Di colpo lo guardo con occhi diversi, ma è sempre uguale a se stesso, è Fuad, Fuad Farshakh, rosso, grasso, sudato, con quel terribile sguardo da cane bastonato. Mi disgusta, c’è poco da fare.
Quando ancora Beirut non è martoriata, la loro bella gioventù – al netto di un terremoto durante uno shabbat e delle incomprensioni fra i genitori di Yussuf, al netto di una guerra ben più a Sud, ovvero la crisi di Suez, «Laggiù, altrove, vicinissimo» – sembra quella di ogni latitudine, fatta di scuola e vacanze, domande e scoperte, di ricerca del proibito in luoghi sordidi, fra strade malmesse e bordelli.
C’è odore di desiderio, di soldi, di immonda complicità. Mi lascio attrarre e respingere, resto nel mezzo. Anch’io vorrei essere come loro, anch’io vorrei provare disgusto di me stesso e accettarlo.
Le differenze confessionali
Da giovane il protagonista sogna una ragion di Stato che unisca al di là delle religioni, ma vivrà sulla propria pelle contrapposizioni a lungo covate in modo sotterraneo. La militanza di Yussuf, iniziata con lo scopo di conoscere ragazze, la sua presenza attiva fra i manifestanti della protesta studentesca, nel 1968, costerà la galera a lui e ai suoi sodali e lo scaraventerà nel futuro, nella guerra civile che qualche anno dopo metterà tutti contro tutti, anche a causa delle differenze confessionali, e lo costringerà a lasciare il Libano per la Francia. Vive peripezie da studente impegnato, rivoluzionario ben più che progressista, ma sarà una battaglia infruttuosa. Quella vera, una gran testimonianza, la vivrà da reporter di guerra che detta i pezzi al telefono, inviato a Beirut – l’ombra della città cosmopolita della sua infanzia – da una testata francese nel 1982, per seguire la guerra israelo-libanese.
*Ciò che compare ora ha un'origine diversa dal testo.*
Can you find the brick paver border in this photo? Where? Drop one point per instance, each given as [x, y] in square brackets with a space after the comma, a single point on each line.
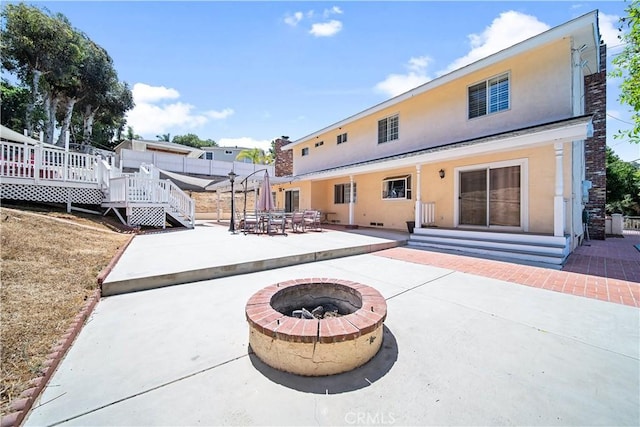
[603, 288]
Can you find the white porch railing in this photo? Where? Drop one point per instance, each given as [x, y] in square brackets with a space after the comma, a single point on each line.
[137, 188]
[182, 164]
[40, 163]
[428, 213]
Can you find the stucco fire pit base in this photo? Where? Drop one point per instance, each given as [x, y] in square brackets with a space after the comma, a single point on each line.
[316, 347]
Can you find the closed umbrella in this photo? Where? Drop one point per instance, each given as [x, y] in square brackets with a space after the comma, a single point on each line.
[265, 199]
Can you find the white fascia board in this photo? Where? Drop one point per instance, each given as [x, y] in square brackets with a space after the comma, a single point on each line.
[569, 133]
[587, 22]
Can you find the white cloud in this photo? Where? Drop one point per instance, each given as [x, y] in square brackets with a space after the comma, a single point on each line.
[335, 10]
[326, 29]
[145, 93]
[245, 142]
[219, 115]
[395, 84]
[506, 30]
[608, 25]
[294, 19]
[151, 116]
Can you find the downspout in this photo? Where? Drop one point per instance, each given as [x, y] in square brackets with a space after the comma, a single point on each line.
[418, 209]
[351, 200]
[577, 147]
Già da sette anni Yussuf si era trasferito a Parigi per studiare, ma non sa resistere al richiamo della città natale, dove ritroverà gli amici di un tempo, come Fuad, e un amor perduto.
Mi accorgo che in salotto ci sono una maronita, uno sciita, due ebrei e due sunniti, per giunta palestinesi. Un piccolo Libano quasi al completo. Ed ecco che bussano di nuovo, vado ad aprire senza diffidenza. Stavolta è Jana.
L’assedio
Tra bombe e cecchini, eccidi e miliziani, Yussef racconta l’invasione da parte delle truppe israeliane a caccia di palestinesi, l’assedio di Beirut dall’interno, la divisione della città in due zone, i campi profughi. L’ebreo Yussuf – che, rischiando la dipendenza, assume eroina per resistere alle atrocità del conflitto bellico – è contrario all’azione di Israele come a quella delle violente frange palestinesi, come Hezbollah. Ci sono, intatte, alcune dinamiche della crisi mediorientale in corso, segno che quarant’anni e più sono trascorsi inutilmente. Sélim Nassib ha scritto un libro molto difficile per il coinvolgimento personale e le implicazioni e le interpretazioni socio-politiche, ma può andare a testa alta per quel che è stato capace di fare.